Pope John XXIII who dared open the doors and windows of the church he loved to the contemporary world

My church has blessed me bountifully.  I’ve grown up with the grace of reciting Latin at mass as an altar boy.  The first 12 years of my education I was well taught by the nuns, Dominicans and IHMs. Then there was the inspiration of Spanish-speaking activist-for-the-poor priests commissioned by the Detroit diocese at the time of Vatican II, to renew the face of the church, making it open to brothers and sisters all. 

Archbishop Romero - Martyr - El Salvador

We have begun to move away from Blessed Pope John the XXIII’s {feast day yesterday} humble opening of the church’s windows and doors out to embrace God’s living presence in the people’s of the world's gentle breeze from all four corners.  “Pacem en Terris” – the way of salvation is open to all, and depends on the haves embracing the have-nots in common dignity, mercy and justice—following Jesus’ mandate to do something personal and direct for the least among us—as equals.  From the “preferential option for the poor,” our church begins to follow society’s contrary mandate—“The Lord helps them who help themselves.”  Inequality enshrined.  Darwinian spirituality.
 certain meanness ensues.  In a parish bulletin column entitled Formation of Conscience, an area Catholic church {not Holy Trinity} reprinted an article, Illinois Bishop: Obama 'intent on following a similar path' as Hitler, Stalin.  Our first black president is painted as in the company of recent history's most diabolical leaders.   I've been interested in politics since Eisenhower,  and never heard such calumny of any previous president in my Catholic church.
We find ourselves in league with powerful politicians like Paul Ryan * who claim to represent our faith by working against Obamacare and some of its morally problematic mandates, while pushing federal budget measures that further impoverish the disadvantaged, yet ask no sacrifice from the wealthy.  [And as for Obamacare, it does cover the poor as never before, and does not cover surgical abortions as do all the other major private health insurance companies most of us are insured by.]**  The temple of Wall Street replaces the temple of the Holy Spirit mercifully alive in each one of us, and our living Holy Trinity [feast also celebrated yesterday].

This is My Body.  This is My Blood.  Where is my church?  We’ve come in my lifetime from a time of true devout individual sanctity in the 1950’s, to sharing Eucharist as a Kumbaya community and a cup of water given freely to the needy, on through to the Gospel mature recognition of the just rights and dignity of the poor and least among us.   Now church leadership and many amongst us seem to stumble:  

·         investigating religious women who’ve taken on the challenge of serving all with justice

·         troubling over minute liturgical language changes that still often ignore the female gender

·         erring on the side of male clergy in cases of child abuse, in some measure pressured by the shortage of male clergy vocations

·         ignoring our unjust wars [while continuing to tolerate a never-ending excess of first fruits of our tax dollars to kill reputed terrorists and their families in remote villages, build high our borders, and keep our war machine on top of every aspect of our international interests]
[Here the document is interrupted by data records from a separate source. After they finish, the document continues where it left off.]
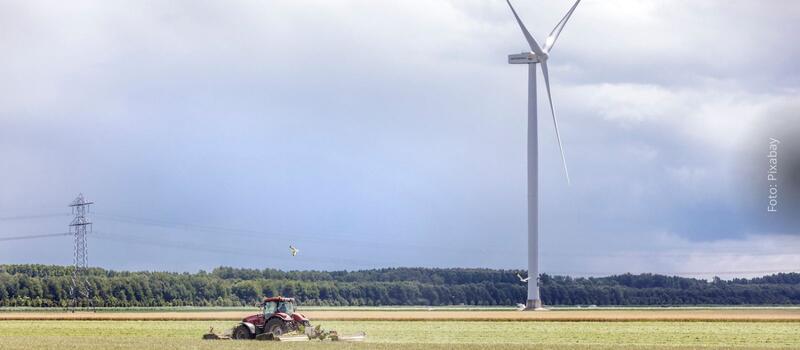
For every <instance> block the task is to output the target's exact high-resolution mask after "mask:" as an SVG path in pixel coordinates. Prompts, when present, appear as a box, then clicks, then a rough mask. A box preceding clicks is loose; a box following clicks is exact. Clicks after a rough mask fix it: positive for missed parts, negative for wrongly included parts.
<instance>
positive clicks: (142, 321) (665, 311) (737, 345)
mask: <svg viewBox="0 0 800 350" xmlns="http://www.w3.org/2000/svg"><path fill="white" fill-rule="evenodd" d="M706 310H707V311H708V309H706ZM759 310H760V311H759ZM666 311H670V312H687V311H688V310H660V311H653V310H629V311H628V312H636V313H642V312H643V313H647V312H650V313H653V314H659V313H661V315H671V313H663V312H666ZM696 311H703V310H696ZM711 311H713V312H715V313H716V314H715V315H718V316H719V315H722V316H730V312H731V310H710V311H709V312H711ZM745 311H750V312H753V311H758V312H756V314H758V315H759V316H758V317H764V312H765V310H764V309H754V310H745ZM766 311H772V312H776V313H777V314H778V315H779V316H785V313H784V311H785V310H780V309H776V310H769V309H766ZM350 312H356V311H350ZM358 312H365V311H358ZM373 312H374V313H375V315H376V316H377V315H380V314H383V315H384V316H385V315H387V314H390V316H391V315H395V318H393V319H392V320H388V321H386V320H384V321H379V320H358V321H355V320H317V321H315V323H317V324H321V325H322V326H323V327H324V328H327V329H336V330H339V331H340V332H342V333H354V332H358V331H364V332H366V333H367V341H366V342H365V343H318V342H309V343H271V342H256V341H204V340H201V339H200V336H201V335H202V334H203V333H205V332H206V331H207V330H208V328H209V327H210V326H213V327H215V329H217V330H223V329H226V328H230V327H231V326H232V325H233V324H234V323H235V322H234V321H231V320H204V321H193V320H172V321H133V320H116V321H86V320H5V321H0V349H84V348H104V349H105V348H118V349H256V348H258V349H278V348H280V349H301V348H303V349H304V348H310V349H333V348H335V349H452V348H458V349H497V348H498V346H501V348H502V349H522V348H540V349H619V348H629V349H652V348H664V349H709V348H744V349H774V348H785V349H797V348H800V322H797V321H786V320H783V321H776V320H771V321H757V320H752V319H750V320H748V321H736V320H731V319H728V320H727V321H725V322H720V321H701V320H693V322H681V321H670V320H668V319H660V320H649V321H632V320H628V321H626V322H619V321H618V320H617V322H581V321H552V320H551V321H548V322H539V321H537V320H529V319H528V320H522V321H520V320H511V319H507V320H504V321H502V322H497V321H485V320H456V319H448V320H444V321H438V320H424V321H409V320H401V319H398V318H396V316H397V315H404V316H406V314H404V313H405V312H411V313H416V314H430V313H431V312H433V311H430V312H429V311H413V312H412V311H403V312H404V313H402V314H397V313H396V312H381V311H373ZM493 312H495V311H474V312H471V313H477V314H484V313H488V315H491V314H492V313H493ZM554 312H557V311H550V312H543V313H534V314H537V315H538V314H550V313H554ZM582 312H598V315H600V314H603V313H608V312H609V311H608V310H599V311H582ZM796 312H798V311H794V313H796ZM309 313H311V312H309ZM340 313H342V314H347V313H348V312H347V311H343V310H342V311H340ZM471 313H465V314H471ZM790 313H791V312H790ZM2 314H8V313H5V312H4V313H2ZM29 314H39V315H42V314H45V315H49V314H61V315H65V314H64V313H29ZM98 314H103V313H98ZM140 314H141V313H140ZM147 314H151V313H147ZM156 314H158V313H156ZM517 314H521V315H523V316H524V315H527V314H530V313H517ZM733 314H734V315H736V317H742V314H741V313H740V312H735V313H733ZM486 316H487V315H483V317H486ZM617 316H619V315H617ZM685 318H686V319H691V317H685ZM412 319H420V317H419V316H416V317H413V318H412ZM612 321H613V320H612Z"/></svg>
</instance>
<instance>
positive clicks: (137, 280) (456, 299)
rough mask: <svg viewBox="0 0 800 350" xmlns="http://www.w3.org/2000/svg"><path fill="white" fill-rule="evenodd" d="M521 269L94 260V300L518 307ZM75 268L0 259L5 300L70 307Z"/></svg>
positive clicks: (559, 289)
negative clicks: (401, 266) (184, 264)
mask: <svg viewBox="0 0 800 350" xmlns="http://www.w3.org/2000/svg"><path fill="white" fill-rule="evenodd" d="M517 273H520V274H525V271H522V270H493V269H464V268H447V269H440V268H385V269H373V270H361V271H281V270H276V269H245V268H233V267H218V268H215V269H214V270H213V271H211V272H206V271H199V272H197V273H186V272H183V273H178V272H145V271H143V272H129V271H114V270H105V269H101V268H90V269H89V270H88V277H87V279H86V283H88V285H89V286H90V291H91V292H90V298H91V299H92V304H93V305H95V306H105V307H131V306H138V307H148V306H246V305H252V304H253V303H255V302H257V301H259V300H260V299H261V298H262V297H264V296H276V295H283V296H292V297H295V298H297V299H298V301H299V302H300V303H301V304H302V305H316V306H382V305H430V306H440V305H461V304H463V305H487V306H488V305H515V304H516V303H524V301H525V297H526V284H524V283H521V282H520V281H519V279H518V278H517V277H516V274H517ZM71 276H72V268H71V267H68V266H52V265H0V306H5V307H9V306H29V307H64V306H66V305H67V303H68V302H69V300H70V295H69V291H70V285H71V283H72V278H71ZM540 280H541V295H542V300H543V301H544V303H545V304H548V305H601V306H602V305H631V306H633V305H637V306H638V305H664V306H666V305H776V304H777V305H790V304H800V274H798V273H780V274H774V275H770V276H764V277H758V278H752V279H733V280H721V279H719V278H714V279H713V280H711V281H707V280H702V279H695V278H684V277H675V276H665V275H658V274H638V275H632V274H623V275H615V276H608V277H588V278H572V277H569V276H550V275H547V274H542V275H541V276H540Z"/></svg>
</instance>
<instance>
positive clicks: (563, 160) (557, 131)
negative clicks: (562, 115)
mask: <svg viewBox="0 0 800 350" xmlns="http://www.w3.org/2000/svg"><path fill="white" fill-rule="evenodd" d="M541 64H542V75H544V86H545V87H546V88H547V100H548V101H549V102H550V113H551V114H552V115H553V126H554V127H555V128H556V139H557V140H558V149H559V150H560V151H561V163H562V164H564V175H566V177H567V184H568V185H569V183H570V182H569V170H567V158H566V157H565V156H564V146H562V145H561V134H560V133H559V132H558V120H557V119H556V110H555V108H553V98H552V97H551V96H550V73H549V72H548V71H547V61H546V60H545V61H542V62H541Z"/></svg>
·         supporting those who would balance our national budget on the backs of the poor and middle class while favoring the position of the most wealthy among us

·         pretending that some national leaders respect life more than others while rates of abortion, and war expenditure, proceed unchecked irrespective of political party in charge.

I go to mass often, much more than Sundays, seeking the spiritual nourishment that meeting-becoming one with, the Creator and Savior of the world in Scripture and Eucharist, can give me.  Most of my life, with some lapses, it’s been this way.  I find gentle, merciful faithful people there, from opposing political backgrounds.  Our God brings us together, and commissions us to teach all peoples everything that Jesus has taught us.  Red and blue we worship in the same pew, and this leads often to deepened respect for each other, and deepened understanding of the truly radical call of the Gospel to unconditionally love both friend and enemy.  My church {esp. Holy Trinity parish} is right here, and the world cannot prevail against it--but clever powerful elements will certainly try to divide and conquer.